Catch This Writer If You Can and Win $5k

Wired writer Evan Ratliff vanishes and challenges readers to hunt him down.

ByABC News
August 25, 2009, 6:00 PM

Aug. 26, 2009— -- Call it a high-tech, high-rewards game of hide-and-seek.

Since Aug. 15, magazine writer Evan Ratliff hasn't revealed his location to a soul on the planet, keeping his whereabouts from even his family, friends and employers.

But if you can find him before 30 days runs out, you could snap up a $5,000 prize.

In a contest hatched by Ratliff and his editor at Wired magazine to see how easily you can disappear in the digital age, he must stay hidden for one month with a bounty over his head.

But to keep things interesting, Ratliff can't go entirely off the grid. Like any digital denizen, he has to keep up with social networking sites like Facebook and Twitter and make at least the occasional cell phone call or credit card transaction.

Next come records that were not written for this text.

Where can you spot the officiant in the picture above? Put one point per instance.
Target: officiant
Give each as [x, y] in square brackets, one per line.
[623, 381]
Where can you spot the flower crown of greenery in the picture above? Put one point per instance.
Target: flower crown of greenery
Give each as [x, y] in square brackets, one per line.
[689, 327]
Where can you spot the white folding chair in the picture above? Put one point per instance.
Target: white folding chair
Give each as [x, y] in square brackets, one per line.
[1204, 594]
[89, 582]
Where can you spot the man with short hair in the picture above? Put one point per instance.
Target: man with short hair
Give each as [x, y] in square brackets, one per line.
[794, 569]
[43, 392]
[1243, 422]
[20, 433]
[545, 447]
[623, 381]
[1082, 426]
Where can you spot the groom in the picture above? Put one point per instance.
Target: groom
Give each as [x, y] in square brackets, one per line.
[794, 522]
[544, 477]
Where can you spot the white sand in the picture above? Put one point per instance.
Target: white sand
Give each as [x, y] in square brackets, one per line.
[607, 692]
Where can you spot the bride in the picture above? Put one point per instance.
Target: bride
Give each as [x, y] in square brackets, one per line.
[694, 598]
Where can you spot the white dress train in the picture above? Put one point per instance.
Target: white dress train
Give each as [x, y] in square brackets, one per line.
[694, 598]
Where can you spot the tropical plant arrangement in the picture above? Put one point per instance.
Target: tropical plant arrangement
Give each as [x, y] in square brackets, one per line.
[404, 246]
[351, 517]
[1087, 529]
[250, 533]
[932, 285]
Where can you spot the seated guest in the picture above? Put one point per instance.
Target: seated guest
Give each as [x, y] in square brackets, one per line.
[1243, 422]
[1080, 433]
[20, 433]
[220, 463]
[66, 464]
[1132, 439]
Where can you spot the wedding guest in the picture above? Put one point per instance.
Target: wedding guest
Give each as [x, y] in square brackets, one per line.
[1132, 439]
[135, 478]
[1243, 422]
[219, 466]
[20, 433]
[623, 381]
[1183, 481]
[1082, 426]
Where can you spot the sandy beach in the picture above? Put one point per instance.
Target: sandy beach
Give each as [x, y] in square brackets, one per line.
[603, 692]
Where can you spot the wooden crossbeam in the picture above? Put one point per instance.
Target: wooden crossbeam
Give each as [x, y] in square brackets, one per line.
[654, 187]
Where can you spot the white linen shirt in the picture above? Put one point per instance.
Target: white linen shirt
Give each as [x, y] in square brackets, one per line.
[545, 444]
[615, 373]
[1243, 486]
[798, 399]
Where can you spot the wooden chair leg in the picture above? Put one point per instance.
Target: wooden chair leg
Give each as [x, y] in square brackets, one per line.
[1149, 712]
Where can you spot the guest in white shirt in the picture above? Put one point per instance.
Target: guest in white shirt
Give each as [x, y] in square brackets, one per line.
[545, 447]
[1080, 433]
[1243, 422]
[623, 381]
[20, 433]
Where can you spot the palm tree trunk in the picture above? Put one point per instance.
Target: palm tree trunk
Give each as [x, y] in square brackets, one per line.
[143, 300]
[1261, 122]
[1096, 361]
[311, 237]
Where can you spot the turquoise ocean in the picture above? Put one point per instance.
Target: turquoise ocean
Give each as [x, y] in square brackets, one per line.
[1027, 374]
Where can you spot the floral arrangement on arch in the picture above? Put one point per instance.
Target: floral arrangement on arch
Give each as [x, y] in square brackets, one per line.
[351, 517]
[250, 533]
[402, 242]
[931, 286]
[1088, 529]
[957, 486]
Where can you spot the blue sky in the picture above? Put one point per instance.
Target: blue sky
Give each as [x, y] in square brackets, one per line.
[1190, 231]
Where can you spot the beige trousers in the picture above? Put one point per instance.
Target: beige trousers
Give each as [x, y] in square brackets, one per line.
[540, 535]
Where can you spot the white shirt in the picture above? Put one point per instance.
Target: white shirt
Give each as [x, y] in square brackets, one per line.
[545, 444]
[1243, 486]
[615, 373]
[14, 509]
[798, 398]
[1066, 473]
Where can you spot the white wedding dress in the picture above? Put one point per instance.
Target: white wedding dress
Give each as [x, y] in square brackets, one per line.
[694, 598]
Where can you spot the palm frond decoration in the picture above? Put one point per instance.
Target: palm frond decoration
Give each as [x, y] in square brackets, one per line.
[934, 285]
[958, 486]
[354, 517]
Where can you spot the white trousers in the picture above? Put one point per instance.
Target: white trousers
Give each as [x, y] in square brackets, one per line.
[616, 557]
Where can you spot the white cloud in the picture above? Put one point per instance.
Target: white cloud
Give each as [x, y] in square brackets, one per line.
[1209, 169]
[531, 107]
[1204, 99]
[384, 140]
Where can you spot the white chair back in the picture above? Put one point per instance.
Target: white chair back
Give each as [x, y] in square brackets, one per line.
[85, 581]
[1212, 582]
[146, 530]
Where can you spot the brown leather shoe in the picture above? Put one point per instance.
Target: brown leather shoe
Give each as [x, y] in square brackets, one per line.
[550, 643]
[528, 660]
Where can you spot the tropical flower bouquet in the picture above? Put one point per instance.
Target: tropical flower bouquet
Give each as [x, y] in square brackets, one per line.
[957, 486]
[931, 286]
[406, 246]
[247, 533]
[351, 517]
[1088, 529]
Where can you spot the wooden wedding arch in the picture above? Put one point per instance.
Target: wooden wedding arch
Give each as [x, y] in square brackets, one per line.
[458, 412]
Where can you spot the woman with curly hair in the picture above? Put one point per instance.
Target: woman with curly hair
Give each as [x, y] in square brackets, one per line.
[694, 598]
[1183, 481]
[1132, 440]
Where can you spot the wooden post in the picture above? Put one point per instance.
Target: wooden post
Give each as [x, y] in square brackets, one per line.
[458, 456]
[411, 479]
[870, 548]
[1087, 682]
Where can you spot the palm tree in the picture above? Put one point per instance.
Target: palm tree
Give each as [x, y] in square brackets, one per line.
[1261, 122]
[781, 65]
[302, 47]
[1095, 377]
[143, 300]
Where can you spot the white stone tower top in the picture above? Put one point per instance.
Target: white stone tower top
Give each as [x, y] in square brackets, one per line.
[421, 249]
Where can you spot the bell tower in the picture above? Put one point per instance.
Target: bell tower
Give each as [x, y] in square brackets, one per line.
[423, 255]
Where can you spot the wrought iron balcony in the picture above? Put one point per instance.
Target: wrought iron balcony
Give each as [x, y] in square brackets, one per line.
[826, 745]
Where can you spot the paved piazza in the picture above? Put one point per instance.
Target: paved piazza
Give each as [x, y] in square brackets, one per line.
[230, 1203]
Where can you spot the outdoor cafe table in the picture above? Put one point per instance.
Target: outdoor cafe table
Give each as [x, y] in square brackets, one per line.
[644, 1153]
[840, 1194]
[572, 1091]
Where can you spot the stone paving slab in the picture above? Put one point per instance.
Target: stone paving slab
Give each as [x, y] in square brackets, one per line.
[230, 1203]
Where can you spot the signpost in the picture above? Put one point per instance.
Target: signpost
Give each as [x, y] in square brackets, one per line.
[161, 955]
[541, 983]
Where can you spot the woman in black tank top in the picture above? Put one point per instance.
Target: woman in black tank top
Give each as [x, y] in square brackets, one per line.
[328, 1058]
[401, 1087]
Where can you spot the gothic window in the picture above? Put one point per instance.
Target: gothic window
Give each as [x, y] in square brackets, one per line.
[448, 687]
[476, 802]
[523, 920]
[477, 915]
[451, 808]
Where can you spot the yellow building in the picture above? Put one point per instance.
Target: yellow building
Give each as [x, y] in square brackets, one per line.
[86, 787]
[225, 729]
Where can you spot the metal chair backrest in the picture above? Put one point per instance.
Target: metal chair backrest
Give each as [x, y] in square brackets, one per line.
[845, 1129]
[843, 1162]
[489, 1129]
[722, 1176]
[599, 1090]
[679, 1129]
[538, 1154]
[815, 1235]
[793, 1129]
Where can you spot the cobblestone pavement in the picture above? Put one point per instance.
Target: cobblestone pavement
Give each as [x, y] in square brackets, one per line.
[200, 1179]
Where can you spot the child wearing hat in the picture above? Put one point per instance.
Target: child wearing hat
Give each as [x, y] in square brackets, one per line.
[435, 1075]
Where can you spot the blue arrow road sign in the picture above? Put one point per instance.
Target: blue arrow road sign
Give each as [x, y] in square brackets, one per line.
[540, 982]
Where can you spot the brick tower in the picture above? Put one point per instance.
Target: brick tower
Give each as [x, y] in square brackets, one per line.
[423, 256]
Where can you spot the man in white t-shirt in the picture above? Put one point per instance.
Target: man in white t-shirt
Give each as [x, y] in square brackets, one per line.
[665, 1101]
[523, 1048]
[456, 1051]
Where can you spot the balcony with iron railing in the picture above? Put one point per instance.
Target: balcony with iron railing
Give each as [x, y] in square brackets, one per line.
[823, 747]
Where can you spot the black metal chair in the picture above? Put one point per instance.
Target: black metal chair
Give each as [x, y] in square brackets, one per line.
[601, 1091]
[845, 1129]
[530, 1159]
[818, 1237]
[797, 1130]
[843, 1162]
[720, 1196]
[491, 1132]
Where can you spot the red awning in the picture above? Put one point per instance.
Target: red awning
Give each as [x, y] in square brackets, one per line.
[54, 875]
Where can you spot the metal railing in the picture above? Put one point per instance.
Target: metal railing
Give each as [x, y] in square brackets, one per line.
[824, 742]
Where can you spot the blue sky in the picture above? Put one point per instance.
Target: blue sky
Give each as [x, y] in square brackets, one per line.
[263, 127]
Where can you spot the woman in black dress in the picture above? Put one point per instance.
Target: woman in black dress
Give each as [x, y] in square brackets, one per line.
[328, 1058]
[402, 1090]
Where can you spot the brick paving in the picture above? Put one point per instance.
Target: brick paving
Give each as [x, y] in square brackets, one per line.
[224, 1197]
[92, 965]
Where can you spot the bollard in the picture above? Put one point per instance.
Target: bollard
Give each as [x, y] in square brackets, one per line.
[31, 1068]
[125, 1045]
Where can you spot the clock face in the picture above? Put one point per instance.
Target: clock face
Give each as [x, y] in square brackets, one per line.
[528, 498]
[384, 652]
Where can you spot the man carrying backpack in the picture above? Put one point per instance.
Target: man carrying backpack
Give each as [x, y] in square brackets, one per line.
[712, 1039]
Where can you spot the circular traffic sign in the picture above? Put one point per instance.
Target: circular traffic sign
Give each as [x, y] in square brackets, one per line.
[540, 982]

By posting those digital breadcrumbs to the contest's online page, Wired hopes sleuths both high-tech and low will be enticed to join the hunt. Already, hundreds -- maybe thousands -- have taken the bait, populating Facebook pages, Twitter feeds and comment threads with tips and teasers about his whereabouts.

Why are people so intrigued?

"It's just the excitement and the human narrative of people getting away," said Nicholas Thompson, Ratliff's editor at Wired and contest co-conspirator. "How does it change in the digital age? Is it harder to get away from our past life?... Or is it easier?"

Thompson said that the two had tossed around story ideas about disappearances for years. In January, after noting an uptick in fugitive and missing persons cases, Ratliff threw out his radical idea: He would try to go underground for a month and then write about the experience.

"My first response was, that's sort of crazy," Thompson said. But after kicking around the idea for another a month, they figured out how the plan could actually work.

For the September issue of Wired, Ratliff wrote about Matthew Alan Sheppard, a financially-beleaguered man who allegedly faked his own death and disappeared to escape fraud charges.

Now, Ratliff is the one who's on the run.